Codes and Enforcement of Onsite/Offsite Improvement Standards
Please note, the information provided below does not reflect statutory changes enacted as of January 1, 2018 as part of the 2017 Legislative Housing Package. For additional information on the specific bills, provisions and timing for implementation, please visit our Legislative Housing Package webpage.
Government Code Section 65583(a) requires “An analysis of potential and actual governmental constraints upon the maintenance, improvement, or development of housing for all income levels,…including land-use controls, building codes and their enforcement, site improvements, fees and other exactions required of developers, and local processing and permit procedures…”
Codes and Enforcement
- Identify current “uniform building code” adopted and enforced by the jurisdiction. Describe how the building code is implemented and whether the process optimizes predictability for developers. A code amendment, which specifies expensive materials and/or methods, can pose a significant constraint to housing development or maintenance.
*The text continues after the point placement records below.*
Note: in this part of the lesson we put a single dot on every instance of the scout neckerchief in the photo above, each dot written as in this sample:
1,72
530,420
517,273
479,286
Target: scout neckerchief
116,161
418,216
- Identify and analyze any local amendments to the state housing law or uniform building code.
- Discuss the type and degree of enforcement.
- Describe any efforts to link code enforcement activities to housing rehabilitation programs.
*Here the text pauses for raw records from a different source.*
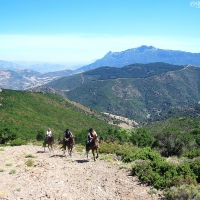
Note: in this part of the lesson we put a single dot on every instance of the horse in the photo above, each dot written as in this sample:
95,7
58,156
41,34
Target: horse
49,141
94,146
69,144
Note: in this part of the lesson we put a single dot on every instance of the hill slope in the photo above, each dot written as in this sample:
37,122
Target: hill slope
145,54
68,178
141,92
28,113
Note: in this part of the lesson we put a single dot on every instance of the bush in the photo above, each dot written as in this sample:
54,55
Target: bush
6,134
143,154
29,162
161,174
18,142
142,138
183,192
40,135
192,153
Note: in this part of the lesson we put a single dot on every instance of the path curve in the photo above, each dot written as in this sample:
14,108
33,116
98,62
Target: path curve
63,178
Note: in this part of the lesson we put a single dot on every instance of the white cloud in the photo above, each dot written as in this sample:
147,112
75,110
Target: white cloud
82,48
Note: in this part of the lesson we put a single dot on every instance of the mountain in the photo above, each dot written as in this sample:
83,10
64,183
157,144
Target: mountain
9,65
140,92
104,73
27,113
145,54
22,79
- Describe compliance with health and safety code 17980(b)(2).
When deciding whether to require a substandard building be vacated or to repair (as necessary), health and safety code requires local governments to give consideration to the needs for housing (as expressed in the housing element). The enforcement agency is required to give preference to the repair of the building whenever it is economically feasible to do so without having to repair more than 75 percent of the dwelling.
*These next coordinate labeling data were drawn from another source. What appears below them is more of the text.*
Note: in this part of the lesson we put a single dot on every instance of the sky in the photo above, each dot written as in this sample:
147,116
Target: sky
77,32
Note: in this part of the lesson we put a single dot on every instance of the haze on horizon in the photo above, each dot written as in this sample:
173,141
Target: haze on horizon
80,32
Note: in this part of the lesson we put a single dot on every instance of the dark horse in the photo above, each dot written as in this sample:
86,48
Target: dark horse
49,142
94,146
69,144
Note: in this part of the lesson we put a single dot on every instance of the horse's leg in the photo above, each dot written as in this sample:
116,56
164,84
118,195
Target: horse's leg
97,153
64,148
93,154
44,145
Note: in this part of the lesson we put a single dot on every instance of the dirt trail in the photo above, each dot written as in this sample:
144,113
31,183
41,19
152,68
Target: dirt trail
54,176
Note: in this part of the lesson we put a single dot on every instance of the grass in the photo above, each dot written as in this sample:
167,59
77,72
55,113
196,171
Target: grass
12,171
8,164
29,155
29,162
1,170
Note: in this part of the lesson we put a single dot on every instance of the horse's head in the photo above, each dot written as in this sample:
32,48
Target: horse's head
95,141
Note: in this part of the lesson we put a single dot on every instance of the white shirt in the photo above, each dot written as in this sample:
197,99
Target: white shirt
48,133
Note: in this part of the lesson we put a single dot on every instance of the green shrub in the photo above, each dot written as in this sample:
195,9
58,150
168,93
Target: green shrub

Onsite/Offsite Improvement Standards
Onsite/offsite improvement standards establish infrastructure or site requirements to support new residential development such as streets, sidewalks, water and sewer, drainage, curbs and gutters, street signs, park dedications, utility easements, and landscaping. While these improvements are necessary to ensure that new housing meets the local jurisdiction’s development goals, the cost of these requirements can represent a significant share of the cost of producing new housing.
Such requirements can reasonably be considered regulatory barriers to affordable housing if the jurisdiction-determined requirements are greater (and hence, more costly) than those necessary to achieve health and safety requirements in the community.
The housing element must identify and analyze improvements to street widths, curbs, gutters, sidewalks, water and sewer connections, landscaping, circulation improvement, and any other onsite/offsite improvement required by the jurisdiction that could potentially be a constraint to development of housing. In addition, the housing element must describe any generally applicable level of service standards or mitigation thresholds.
Substandard Housing ProgramThe Franchise Tax Board (FTB) operates the Substandard Housing Program, which assists the state and local agencies responsible for addressing unsafe living conditions that violate health and safety codes. Property owners in violation of health and safety code standards are not allowed to make certain deductions on their personal tax returns pursuant to California Revenue & Taxation Code (CR&TC) Sections 17274 and 24436.5. That additional revenue collected by FTB is transferred to the Local Code Enforcement Rehabilitation fund. These funds are then disbursed to the cities and counties that generated the notification of substandard housing to the FTB.